Le 3 mars, Manuel Valls a présenté la feuille de route 2015-2017 du plan Pauvreté.
Gouvernance territoriale à la traîne, saturation du dispositif d’hébergement, manque de logements sociaux… Le 3 mars, Étienne Pinte, président du Conseil national de lutte contre l’exclusion (CNLE) a rappelé les faiblesses notoires du plan Pauvreté [1]. En vain ? La feuille de route 2015-2017, dévoilée par le Premier ministre le même jour, ne comprend pas d’inflexions majeures. « Il s’agit d’une confirmation de mesures, loin d’un "acte II" du plan », assène Florent Gueguen, directeur général de la Fédération nationale des associations d'accueil et de réinsertion sociale (Fnars).
La prime d'activité précisée
Une présentation surtout centrée sur les contours de la future prime d’activité. Qui sera attribuée dès les premiers euros gagnés jusqu’à 1,2 Smic, avec un accès simplifié et un versement « figé » sur trois mois… « Dans le projet actuel, il n’y aura un gain pour les personnes éligibles qu’à partir de 0,5 Smic, relève Astrid Le Vern, responsable Appui aux politiques publiques de la Fédération Coorace. Or, ce serait souhaitable dès 0,3 Smic pour cibler les publics en insertion. » Des ajustements renvoyés au débat parlementaire sur le projet de loi réformant le dialogue social, qui comprendra les dispositions relatives à la prime. Confirmée, l’enveloppe de 4 milliards d’euros laisse aussi les associations dubitatives. « Ce budget prévisionnel se fonde sur un taux de recours estimé à 50 %, pointe encore Astrid Le Vern. Étrange postulat quand l’un des objectifs de la réforme est justement la lutte contre le non-recours. » Des incertitudes subsistent également sur l’ouverture du dispositif aux actifs de moins de 25 ans.
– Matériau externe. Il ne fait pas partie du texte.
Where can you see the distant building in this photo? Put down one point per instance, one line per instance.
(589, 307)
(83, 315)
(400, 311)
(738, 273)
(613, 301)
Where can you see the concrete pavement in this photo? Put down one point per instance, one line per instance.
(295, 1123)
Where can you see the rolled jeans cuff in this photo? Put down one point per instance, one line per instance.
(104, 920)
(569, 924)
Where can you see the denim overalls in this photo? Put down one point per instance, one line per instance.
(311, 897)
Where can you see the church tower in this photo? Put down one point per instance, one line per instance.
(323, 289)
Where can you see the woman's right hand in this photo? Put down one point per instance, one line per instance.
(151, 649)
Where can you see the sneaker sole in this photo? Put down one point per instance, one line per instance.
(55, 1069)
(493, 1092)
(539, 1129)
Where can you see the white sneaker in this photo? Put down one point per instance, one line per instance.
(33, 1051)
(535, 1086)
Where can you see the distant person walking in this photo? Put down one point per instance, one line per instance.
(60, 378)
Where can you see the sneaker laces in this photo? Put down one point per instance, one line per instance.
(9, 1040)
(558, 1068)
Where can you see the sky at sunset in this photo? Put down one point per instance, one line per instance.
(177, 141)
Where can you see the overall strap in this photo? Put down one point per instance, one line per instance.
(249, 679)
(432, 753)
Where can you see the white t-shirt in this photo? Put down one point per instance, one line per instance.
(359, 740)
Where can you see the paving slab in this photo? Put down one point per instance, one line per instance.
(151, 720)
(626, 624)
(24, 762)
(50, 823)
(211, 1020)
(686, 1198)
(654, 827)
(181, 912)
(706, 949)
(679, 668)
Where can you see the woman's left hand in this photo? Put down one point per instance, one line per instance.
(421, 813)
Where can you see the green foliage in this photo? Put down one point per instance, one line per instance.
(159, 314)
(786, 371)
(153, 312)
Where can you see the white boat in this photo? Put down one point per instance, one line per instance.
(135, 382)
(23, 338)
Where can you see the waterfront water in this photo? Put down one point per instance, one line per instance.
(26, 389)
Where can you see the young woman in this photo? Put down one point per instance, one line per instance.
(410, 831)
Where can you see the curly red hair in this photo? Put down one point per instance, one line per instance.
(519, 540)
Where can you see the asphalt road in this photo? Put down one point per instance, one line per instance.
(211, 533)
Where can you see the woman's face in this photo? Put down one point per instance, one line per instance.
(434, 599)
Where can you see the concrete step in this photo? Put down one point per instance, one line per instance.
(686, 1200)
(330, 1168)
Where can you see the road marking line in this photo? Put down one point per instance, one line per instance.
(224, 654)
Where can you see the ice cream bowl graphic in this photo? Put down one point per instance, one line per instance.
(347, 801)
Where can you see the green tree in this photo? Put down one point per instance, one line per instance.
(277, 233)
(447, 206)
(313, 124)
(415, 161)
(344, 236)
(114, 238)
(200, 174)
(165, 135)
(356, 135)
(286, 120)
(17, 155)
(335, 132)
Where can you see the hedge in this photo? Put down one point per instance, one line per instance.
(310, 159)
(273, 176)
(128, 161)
Quid des apprentis et des étudiants travailleurs ? « Nous serons peut-être entendus sur l’inclusion des premiers, note Florent Gueguen. Mais le débat est plus complexe pour les seconds. »
Moment de vérité
« Sur l’hébergement et le logement, la déception est générale, souligne quant à lui François Soulage, à la tête du collectif Alerte. Nous insistons sur l’urgence d’une politique plus volontariste. » Intégré à la feuille de route, le plan de réduction des nuitées hôtelières de la ministre Sylvia Pinel, détaillé par circulaire [2], ne comble pas les attentes du secteur, qui réclamait notamment une loi de création de places et de logements sociaux et très sociaux. « Il y aura un moment de vérité avec l’achèvement, mi-2015, des diagnostics territoriaux à 360°, qui devront avoir des impacts sur la programmation locale en la matière », escompte Florent Gueguen. En attendant, la fin de la période hivernale au 31 mars signe le début des fermetures de places. « Le gouvernement n’assume pas la nécessité de mettre un terme à la gestion saisonnière, lâche le directeur général de la Fnars. Les remises à la rue sans solution se poursuivent alors même que l’accompagnement est érigé en nouveau pilier du plan Pauvreté. »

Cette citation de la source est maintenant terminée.